Она в отменном настроении опросила своих осведомителей (к этому времени СШЕ стянули в Брюссель около четырехсот ирландцев), прикинула, взвесила, смягчилась, оттаяла и вернулась в Дублин раз и навсегда довольная своим детищем, которое было для нее всем: муж, дядя, тетя, отец, мать, сестра, брат, толстый, глупый, сила, свобода, слава. «Мой человек в Брюсселе», — говорила она с гордостью. Она ходила коридорами власти, попирала карту Европы, откликавшуюся дюжиной западных и восточных языков, по-свойски заглядывала в отделы, как губка, впитывала байки старого Дублина, его предания, воспоминания, его типологию, сама уже воплощая тип ирландского остроумца. Словно солнечные лучи, согревали душу его регулярные, как часы, секретные донесения с передовой, доверительные писульки, сдобренные острым словцом, каплей яда, каплей меда, а местами даже нескромные. В свою очередь он упивался ее отчетами о пересудах и передрягах в родных пенатах. Оба словно вернулись в свое студенчество, только теперь она более продуманно одевалась, каждую неделю подвивала свои плоские волосы, предпочитала рестораны, где метрдотель называл ее «мадам», носила бижутерию, пользовалась духами «Шамад» и угнетала коллег апломбом, какого хватит на целого министра. В последовавшие девять месяцев она четыре раза ездила к нему, и он четыре раза наведывался в Дублин. Он был в своей лучшей поре, она переживала вторую молодость, к нему пришла зрелость, она вертела Европой, сидя в Дублине. Так прошел год. Нигде даже призрака веточки тиса [110].

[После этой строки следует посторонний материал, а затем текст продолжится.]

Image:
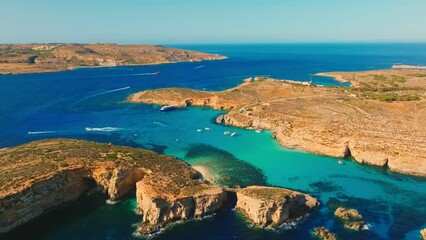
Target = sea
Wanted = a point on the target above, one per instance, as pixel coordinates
(90, 104)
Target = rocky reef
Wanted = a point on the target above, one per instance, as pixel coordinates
(351, 217)
(38, 177)
(378, 121)
(324, 233)
(270, 207)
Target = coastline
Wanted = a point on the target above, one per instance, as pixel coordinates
(45, 58)
(204, 173)
(373, 139)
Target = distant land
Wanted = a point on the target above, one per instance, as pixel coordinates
(379, 120)
(43, 175)
(52, 57)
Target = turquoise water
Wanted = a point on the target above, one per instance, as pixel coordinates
(64, 104)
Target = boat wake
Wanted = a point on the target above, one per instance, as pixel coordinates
(103, 129)
(160, 124)
(145, 74)
(41, 132)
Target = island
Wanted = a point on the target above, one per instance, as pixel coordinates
(379, 120)
(52, 57)
(40, 176)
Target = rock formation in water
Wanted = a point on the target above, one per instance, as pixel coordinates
(324, 233)
(380, 120)
(346, 214)
(38, 177)
(351, 217)
(270, 207)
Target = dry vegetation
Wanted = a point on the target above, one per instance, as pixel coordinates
(34, 58)
(380, 120)
(26, 164)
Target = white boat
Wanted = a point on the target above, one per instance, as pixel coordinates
(167, 108)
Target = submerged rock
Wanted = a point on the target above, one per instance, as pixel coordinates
(354, 225)
(324, 233)
(346, 214)
(270, 206)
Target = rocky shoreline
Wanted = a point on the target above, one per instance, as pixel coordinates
(378, 121)
(41, 58)
(41, 176)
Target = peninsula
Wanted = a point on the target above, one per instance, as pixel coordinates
(43, 175)
(37, 58)
(380, 120)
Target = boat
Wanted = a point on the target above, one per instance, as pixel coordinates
(166, 108)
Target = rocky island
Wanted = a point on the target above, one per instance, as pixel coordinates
(36, 58)
(380, 120)
(38, 177)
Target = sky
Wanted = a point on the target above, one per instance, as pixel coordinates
(212, 21)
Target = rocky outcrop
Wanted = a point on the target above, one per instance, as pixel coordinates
(351, 217)
(40, 176)
(347, 214)
(270, 207)
(43, 175)
(159, 210)
(354, 225)
(40, 197)
(331, 121)
(35, 58)
(324, 233)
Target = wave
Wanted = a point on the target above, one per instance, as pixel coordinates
(103, 129)
(41, 132)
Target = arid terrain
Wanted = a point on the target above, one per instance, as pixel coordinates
(380, 120)
(36, 58)
(43, 175)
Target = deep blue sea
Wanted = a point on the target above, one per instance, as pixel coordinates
(64, 104)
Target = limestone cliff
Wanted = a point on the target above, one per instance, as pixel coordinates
(271, 207)
(158, 209)
(43, 175)
(40, 176)
(35, 58)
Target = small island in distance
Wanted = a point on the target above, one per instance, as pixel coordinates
(53, 57)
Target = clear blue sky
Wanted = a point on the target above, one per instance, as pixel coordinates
(211, 21)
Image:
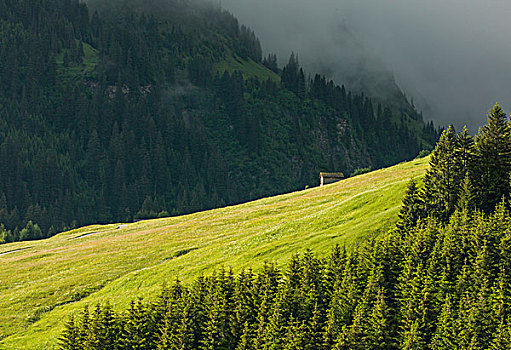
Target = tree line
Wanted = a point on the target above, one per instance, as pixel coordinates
(437, 281)
(119, 114)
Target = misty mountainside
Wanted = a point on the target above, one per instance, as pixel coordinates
(132, 109)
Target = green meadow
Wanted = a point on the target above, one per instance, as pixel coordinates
(42, 283)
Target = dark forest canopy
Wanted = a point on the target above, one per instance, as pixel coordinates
(440, 280)
(129, 113)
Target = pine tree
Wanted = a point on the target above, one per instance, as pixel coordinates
(410, 211)
(444, 337)
(493, 160)
(441, 182)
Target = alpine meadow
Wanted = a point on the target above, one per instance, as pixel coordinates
(166, 182)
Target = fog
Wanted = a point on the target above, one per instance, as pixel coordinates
(452, 56)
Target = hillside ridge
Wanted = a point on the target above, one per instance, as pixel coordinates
(119, 264)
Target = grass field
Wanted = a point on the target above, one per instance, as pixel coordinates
(46, 281)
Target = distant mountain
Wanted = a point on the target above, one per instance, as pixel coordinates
(100, 264)
(137, 109)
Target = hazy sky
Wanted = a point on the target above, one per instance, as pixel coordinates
(453, 55)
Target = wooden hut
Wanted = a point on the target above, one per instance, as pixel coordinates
(330, 178)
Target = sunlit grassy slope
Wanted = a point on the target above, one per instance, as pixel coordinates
(41, 285)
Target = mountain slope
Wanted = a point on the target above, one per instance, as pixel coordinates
(148, 108)
(46, 281)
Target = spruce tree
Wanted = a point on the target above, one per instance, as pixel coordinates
(410, 211)
(441, 182)
(493, 160)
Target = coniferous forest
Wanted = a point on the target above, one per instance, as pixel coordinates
(117, 112)
(440, 280)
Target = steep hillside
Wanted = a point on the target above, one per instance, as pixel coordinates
(149, 108)
(44, 282)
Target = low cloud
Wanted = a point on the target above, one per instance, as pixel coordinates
(452, 56)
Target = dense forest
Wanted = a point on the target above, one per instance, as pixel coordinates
(440, 280)
(121, 112)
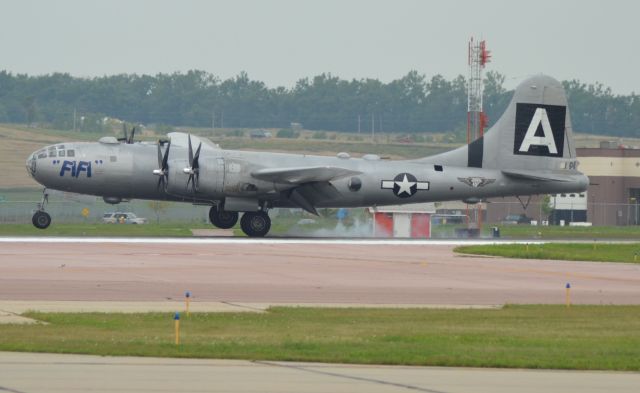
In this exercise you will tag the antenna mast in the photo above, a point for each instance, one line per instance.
(478, 57)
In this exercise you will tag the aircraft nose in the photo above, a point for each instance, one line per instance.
(31, 165)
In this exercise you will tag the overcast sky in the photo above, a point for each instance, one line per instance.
(281, 41)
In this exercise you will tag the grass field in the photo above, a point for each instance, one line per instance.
(566, 232)
(552, 337)
(562, 251)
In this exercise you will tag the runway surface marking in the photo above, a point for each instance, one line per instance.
(347, 376)
(53, 373)
(307, 273)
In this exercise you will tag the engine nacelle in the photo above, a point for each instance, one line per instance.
(210, 178)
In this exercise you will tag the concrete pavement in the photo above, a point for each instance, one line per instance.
(52, 373)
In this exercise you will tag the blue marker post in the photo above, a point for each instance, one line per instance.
(187, 300)
(176, 318)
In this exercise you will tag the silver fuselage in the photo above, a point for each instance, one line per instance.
(125, 171)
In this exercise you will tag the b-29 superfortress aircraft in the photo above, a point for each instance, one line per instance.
(528, 151)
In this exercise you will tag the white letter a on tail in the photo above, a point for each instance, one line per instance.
(530, 138)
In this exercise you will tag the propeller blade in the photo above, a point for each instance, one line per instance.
(133, 132)
(124, 131)
(165, 159)
(160, 159)
(195, 164)
(190, 153)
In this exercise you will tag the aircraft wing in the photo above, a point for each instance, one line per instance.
(302, 175)
(537, 175)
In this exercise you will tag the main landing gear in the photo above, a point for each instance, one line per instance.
(222, 218)
(41, 219)
(253, 224)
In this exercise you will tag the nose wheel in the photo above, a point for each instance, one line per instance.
(41, 219)
(255, 224)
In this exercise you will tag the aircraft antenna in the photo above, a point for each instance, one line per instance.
(477, 58)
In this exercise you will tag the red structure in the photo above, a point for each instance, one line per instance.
(405, 221)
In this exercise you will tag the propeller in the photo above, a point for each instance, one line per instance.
(163, 163)
(128, 139)
(133, 132)
(193, 170)
(124, 131)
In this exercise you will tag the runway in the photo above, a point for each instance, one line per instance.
(296, 271)
(51, 373)
(134, 275)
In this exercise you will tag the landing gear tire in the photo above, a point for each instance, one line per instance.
(222, 218)
(255, 224)
(41, 220)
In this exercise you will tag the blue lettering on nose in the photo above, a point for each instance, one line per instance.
(76, 168)
(83, 166)
(68, 166)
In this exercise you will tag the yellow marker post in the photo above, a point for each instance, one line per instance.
(187, 300)
(176, 318)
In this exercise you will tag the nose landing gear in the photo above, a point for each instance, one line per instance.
(42, 219)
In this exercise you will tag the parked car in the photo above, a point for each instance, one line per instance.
(516, 219)
(260, 134)
(122, 218)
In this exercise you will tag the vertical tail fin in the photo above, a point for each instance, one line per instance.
(534, 133)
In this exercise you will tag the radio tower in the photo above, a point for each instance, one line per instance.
(478, 57)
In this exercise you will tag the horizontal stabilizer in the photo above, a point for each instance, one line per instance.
(537, 176)
(303, 175)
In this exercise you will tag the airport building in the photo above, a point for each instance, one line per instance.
(404, 221)
(613, 196)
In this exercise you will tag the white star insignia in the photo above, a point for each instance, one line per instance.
(405, 185)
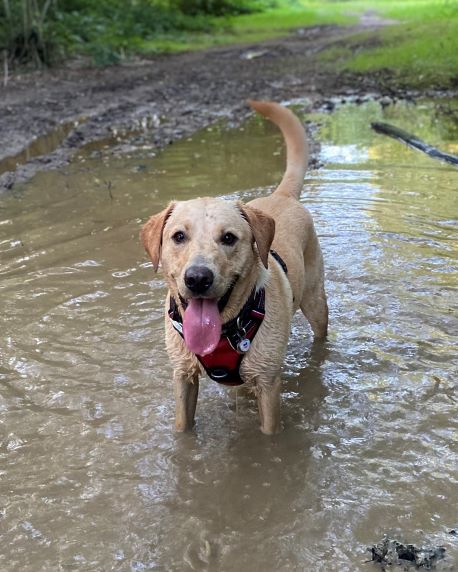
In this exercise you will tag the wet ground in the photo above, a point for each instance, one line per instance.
(45, 117)
(92, 475)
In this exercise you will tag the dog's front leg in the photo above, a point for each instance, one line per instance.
(186, 393)
(268, 395)
(185, 378)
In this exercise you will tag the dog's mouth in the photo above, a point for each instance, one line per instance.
(202, 322)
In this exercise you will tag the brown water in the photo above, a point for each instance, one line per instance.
(92, 475)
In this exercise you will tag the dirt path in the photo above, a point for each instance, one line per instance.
(177, 94)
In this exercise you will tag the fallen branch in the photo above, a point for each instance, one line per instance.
(413, 141)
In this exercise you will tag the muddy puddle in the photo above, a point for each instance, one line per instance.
(92, 475)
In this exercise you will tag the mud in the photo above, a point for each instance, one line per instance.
(391, 552)
(171, 96)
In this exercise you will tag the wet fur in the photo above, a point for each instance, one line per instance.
(278, 221)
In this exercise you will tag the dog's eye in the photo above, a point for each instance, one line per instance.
(179, 237)
(229, 239)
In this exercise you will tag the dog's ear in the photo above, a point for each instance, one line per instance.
(151, 234)
(263, 228)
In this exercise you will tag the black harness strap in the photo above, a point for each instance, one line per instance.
(223, 364)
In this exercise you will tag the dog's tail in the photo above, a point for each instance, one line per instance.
(296, 145)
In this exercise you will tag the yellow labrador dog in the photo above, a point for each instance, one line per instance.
(236, 275)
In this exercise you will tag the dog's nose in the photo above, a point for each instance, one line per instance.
(198, 279)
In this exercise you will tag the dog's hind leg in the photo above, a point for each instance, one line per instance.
(315, 308)
(268, 395)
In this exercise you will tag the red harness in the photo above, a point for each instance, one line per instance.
(223, 364)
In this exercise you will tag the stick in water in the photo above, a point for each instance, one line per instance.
(413, 141)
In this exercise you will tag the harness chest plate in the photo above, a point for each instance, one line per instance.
(223, 364)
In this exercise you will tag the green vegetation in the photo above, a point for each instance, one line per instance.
(421, 49)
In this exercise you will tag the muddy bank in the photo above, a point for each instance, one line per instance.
(62, 110)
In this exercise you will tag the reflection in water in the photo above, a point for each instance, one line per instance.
(92, 476)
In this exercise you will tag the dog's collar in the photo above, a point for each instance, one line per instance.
(223, 364)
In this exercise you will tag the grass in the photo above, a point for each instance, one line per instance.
(420, 51)
(251, 28)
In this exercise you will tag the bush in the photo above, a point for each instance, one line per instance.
(45, 31)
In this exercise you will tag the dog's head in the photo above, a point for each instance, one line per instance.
(206, 246)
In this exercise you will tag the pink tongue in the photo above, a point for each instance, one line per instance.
(202, 325)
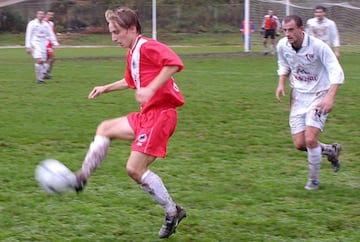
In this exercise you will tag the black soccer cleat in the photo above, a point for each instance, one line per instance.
(171, 223)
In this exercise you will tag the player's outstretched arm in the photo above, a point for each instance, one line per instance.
(118, 85)
(281, 89)
(145, 93)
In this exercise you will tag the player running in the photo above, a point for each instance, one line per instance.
(149, 70)
(270, 25)
(314, 76)
(38, 32)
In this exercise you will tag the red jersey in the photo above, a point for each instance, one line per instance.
(270, 22)
(145, 60)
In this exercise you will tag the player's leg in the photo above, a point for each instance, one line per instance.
(273, 42)
(39, 57)
(117, 128)
(151, 142)
(39, 68)
(138, 169)
(265, 42)
(332, 152)
(314, 157)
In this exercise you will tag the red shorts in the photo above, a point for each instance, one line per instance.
(49, 48)
(152, 130)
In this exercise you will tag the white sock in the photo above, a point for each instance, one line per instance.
(314, 159)
(38, 71)
(325, 148)
(46, 68)
(152, 184)
(97, 152)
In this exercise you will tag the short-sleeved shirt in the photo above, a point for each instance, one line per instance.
(325, 30)
(311, 69)
(145, 60)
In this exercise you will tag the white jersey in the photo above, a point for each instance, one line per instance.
(313, 68)
(39, 32)
(325, 30)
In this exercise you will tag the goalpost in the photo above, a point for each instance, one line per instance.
(345, 14)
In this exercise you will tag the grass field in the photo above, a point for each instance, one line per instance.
(231, 162)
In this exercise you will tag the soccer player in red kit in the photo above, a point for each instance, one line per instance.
(149, 71)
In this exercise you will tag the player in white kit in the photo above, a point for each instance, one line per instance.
(38, 32)
(324, 29)
(314, 75)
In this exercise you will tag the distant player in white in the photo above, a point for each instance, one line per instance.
(49, 47)
(324, 29)
(38, 32)
(314, 76)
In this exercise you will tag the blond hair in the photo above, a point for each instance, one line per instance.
(123, 17)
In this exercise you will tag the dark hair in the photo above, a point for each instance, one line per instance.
(124, 17)
(320, 7)
(296, 18)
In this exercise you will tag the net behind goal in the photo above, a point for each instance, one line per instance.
(345, 14)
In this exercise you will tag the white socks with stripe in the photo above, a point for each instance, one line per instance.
(97, 152)
(152, 184)
(314, 159)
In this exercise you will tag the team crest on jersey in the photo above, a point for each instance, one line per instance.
(310, 57)
(142, 138)
(176, 88)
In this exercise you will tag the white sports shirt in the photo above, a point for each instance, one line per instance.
(325, 30)
(311, 69)
(39, 32)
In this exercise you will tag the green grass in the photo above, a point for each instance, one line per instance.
(231, 162)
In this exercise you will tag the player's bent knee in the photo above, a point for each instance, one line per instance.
(133, 173)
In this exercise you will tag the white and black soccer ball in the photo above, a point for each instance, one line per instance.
(54, 177)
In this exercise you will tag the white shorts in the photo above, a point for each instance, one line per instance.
(303, 111)
(39, 50)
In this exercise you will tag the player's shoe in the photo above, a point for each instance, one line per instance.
(312, 185)
(171, 223)
(47, 76)
(333, 156)
(80, 182)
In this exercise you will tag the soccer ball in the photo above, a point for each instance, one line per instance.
(54, 177)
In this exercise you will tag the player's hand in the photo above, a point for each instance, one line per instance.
(144, 94)
(280, 92)
(325, 106)
(96, 92)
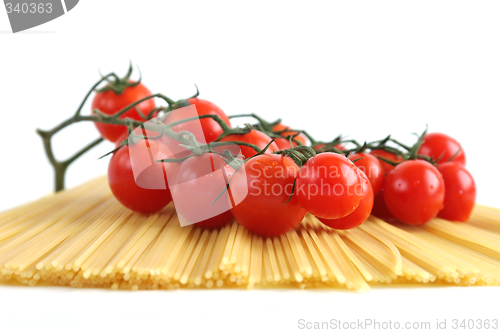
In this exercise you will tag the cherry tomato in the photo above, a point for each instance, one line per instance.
(196, 184)
(372, 167)
(109, 102)
(380, 209)
(300, 138)
(389, 156)
(269, 179)
(328, 186)
(414, 191)
(460, 192)
(283, 143)
(149, 192)
(361, 213)
(437, 144)
(321, 145)
(211, 129)
(255, 137)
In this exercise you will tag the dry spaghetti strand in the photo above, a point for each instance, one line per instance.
(84, 238)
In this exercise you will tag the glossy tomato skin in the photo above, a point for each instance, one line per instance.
(328, 186)
(380, 209)
(372, 168)
(437, 144)
(109, 102)
(321, 145)
(389, 156)
(196, 184)
(460, 192)
(263, 211)
(414, 192)
(361, 213)
(124, 186)
(211, 129)
(254, 137)
(283, 143)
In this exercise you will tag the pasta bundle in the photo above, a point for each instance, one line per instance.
(83, 237)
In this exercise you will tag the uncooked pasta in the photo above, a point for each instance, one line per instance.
(83, 237)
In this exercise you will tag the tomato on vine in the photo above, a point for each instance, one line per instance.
(255, 137)
(328, 186)
(301, 138)
(265, 210)
(414, 191)
(210, 128)
(439, 145)
(148, 192)
(372, 167)
(460, 192)
(195, 185)
(361, 213)
(388, 156)
(117, 96)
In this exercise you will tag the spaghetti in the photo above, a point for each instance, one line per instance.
(84, 238)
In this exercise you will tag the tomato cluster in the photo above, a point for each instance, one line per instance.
(275, 178)
(415, 191)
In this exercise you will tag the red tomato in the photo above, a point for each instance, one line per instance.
(254, 137)
(321, 145)
(196, 184)
(380, 209)
(269, 179)
(283, 143)
(361, 213)
(141, 198)
(389, 156)
(372, 167)
(414, 192)
(460, 192)
(109, 102)
(211, 129)
(328, 186)
(300, 138)
(436, 144)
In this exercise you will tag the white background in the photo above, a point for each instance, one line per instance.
(362, 68)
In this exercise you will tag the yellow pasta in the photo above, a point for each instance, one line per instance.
(84, 238)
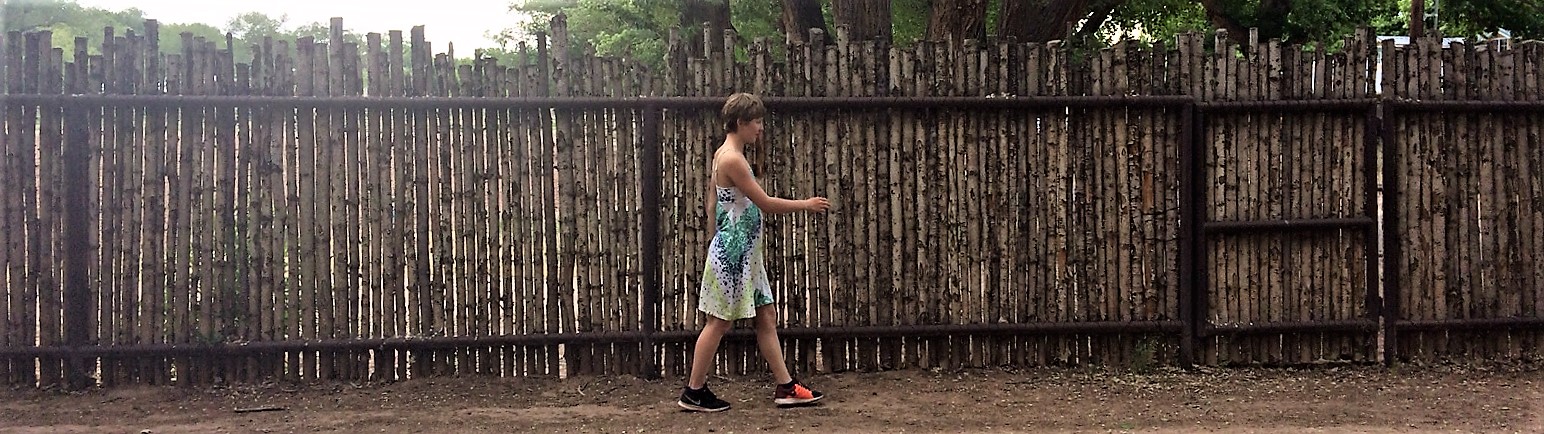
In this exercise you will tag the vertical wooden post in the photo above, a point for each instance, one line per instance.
(650, 172)
(1189, 233)
(76, 226)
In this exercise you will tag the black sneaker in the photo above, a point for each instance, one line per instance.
(701, 400)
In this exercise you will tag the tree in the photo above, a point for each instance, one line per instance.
(800, 16)
(865, 19)
(1044, 20)
(958, 20)
(704, 14)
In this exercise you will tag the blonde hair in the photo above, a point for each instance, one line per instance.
(741, 107)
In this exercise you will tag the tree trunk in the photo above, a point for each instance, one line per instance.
(714, 14)
(800, 16)
(1039, 20)
(958, 20)
(1097, 17)
(1220, 19)
(865, 19)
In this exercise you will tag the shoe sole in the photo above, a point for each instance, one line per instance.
(700, 408)
(795, 402)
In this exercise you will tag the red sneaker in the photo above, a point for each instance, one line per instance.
(795, 393)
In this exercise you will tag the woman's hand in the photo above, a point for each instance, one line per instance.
(817, 204)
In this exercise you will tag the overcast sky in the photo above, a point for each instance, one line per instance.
(463, 22)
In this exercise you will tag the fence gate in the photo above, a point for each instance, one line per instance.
(1283, 246)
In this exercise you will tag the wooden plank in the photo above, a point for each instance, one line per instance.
(13, 254)
(1533, 193)
(107, 193)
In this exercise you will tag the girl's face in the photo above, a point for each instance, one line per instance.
(749, 132)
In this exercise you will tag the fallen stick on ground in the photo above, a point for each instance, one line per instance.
(260, 408)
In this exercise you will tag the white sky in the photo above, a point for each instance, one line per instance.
(463, 22)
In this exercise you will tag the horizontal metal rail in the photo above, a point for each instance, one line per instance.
(584, 102)
(1469, 325)
(1357, 105)
(226, 349)
(1291, 328)
(1286, 224)
(1464, 105)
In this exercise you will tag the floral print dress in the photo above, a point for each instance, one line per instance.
(735, 275)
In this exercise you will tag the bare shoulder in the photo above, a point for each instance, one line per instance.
(731, 159)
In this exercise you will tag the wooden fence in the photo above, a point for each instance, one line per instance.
(312, 213)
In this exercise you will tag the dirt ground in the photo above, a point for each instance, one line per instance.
(1344, 399)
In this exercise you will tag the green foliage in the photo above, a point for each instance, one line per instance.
(68, 20)
(638, 28)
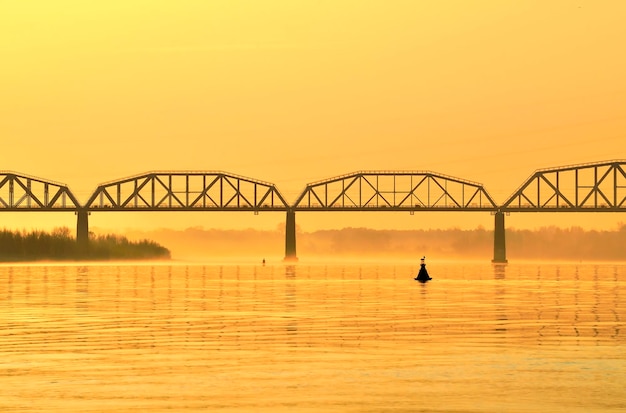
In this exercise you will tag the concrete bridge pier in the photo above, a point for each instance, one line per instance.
(290, 236)
(82, 227)
(499, 244)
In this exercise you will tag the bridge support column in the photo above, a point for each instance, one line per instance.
(290, 236)
(82, 228)
(499, 244)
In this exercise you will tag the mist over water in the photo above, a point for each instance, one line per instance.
(313, 336)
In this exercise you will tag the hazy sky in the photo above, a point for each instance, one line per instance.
(292, 92)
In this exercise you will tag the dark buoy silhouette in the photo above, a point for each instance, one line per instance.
(422, 275)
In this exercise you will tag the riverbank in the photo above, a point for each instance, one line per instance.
(60, 245)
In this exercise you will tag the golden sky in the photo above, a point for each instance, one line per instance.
(292, 92)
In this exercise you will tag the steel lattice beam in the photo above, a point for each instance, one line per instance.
(595, 187)
(394, 191)
(187, 191)
(20, 192)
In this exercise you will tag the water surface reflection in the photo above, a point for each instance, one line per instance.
(312, 337)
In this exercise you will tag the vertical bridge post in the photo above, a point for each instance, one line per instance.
(82, 228)
(499, 243)
(290, 236)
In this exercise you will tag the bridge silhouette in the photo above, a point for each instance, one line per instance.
(591, 187)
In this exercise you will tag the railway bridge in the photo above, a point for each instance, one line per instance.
(593, 187)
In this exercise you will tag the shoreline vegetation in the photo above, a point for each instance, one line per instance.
(548, 243)
(61, 245)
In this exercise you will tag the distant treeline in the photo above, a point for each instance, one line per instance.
(61, 245)
(572, 243)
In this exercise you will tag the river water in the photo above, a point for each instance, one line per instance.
(313, 337)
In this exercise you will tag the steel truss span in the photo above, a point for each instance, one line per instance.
(594, 187)
(20, 192)
(187, 191)
(394, 191)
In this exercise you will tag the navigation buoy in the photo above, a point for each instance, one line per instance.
(422, 275)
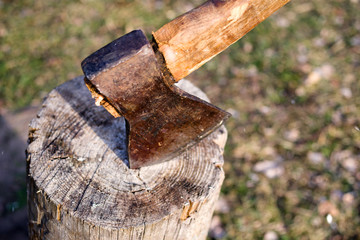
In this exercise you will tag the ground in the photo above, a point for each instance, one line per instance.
(292, 86)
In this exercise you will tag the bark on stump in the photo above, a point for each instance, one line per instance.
(79, 186)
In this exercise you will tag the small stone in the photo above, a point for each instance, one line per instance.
(346, 92)
(222, 206)
(326, 207)
(271, 235)
(315, 157)
(292, 135)
(271, 169)
(350, 164)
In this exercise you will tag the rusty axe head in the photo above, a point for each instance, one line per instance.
(133, 78)
(162, 119)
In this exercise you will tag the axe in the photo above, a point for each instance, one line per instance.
(134, 77)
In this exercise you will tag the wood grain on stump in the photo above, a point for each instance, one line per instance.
(80, 187)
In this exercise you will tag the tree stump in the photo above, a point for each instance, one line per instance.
(79, 185)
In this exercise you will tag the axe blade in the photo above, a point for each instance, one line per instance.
(163, 120)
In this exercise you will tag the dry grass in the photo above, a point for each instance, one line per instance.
(292, 158)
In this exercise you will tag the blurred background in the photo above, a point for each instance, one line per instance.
(291, 84)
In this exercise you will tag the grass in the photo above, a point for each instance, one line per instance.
(291, 85)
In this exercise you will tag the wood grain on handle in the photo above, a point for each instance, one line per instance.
(194, 38)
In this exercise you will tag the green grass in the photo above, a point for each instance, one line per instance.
(270, 79)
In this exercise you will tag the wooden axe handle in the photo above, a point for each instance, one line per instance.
(194, 38)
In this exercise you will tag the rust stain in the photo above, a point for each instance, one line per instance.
(189, 209)
(58, 213)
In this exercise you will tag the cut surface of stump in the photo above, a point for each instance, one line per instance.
(80, 186)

К середине второго года его пребывания в Брюсселе зашуршали слухами пальмовые веера. Привычная к злословию, она не стала вникать. Женщина? Она саркастически рассмеялась. Между тем языкастые листья продолжали бубнить на ветру. А кто конкретно? Она бурно, облегченно расхохоталась. Как, это жалкое создание, которое она видела пять раз! Эта не разгибающая спины, не первой молодости, плоская как блин экономка, существо невзрачное, угрюмое, темное, способное только оттолкнуть! Она упрямо отказывалась верить, но в одно сентябрьское утро…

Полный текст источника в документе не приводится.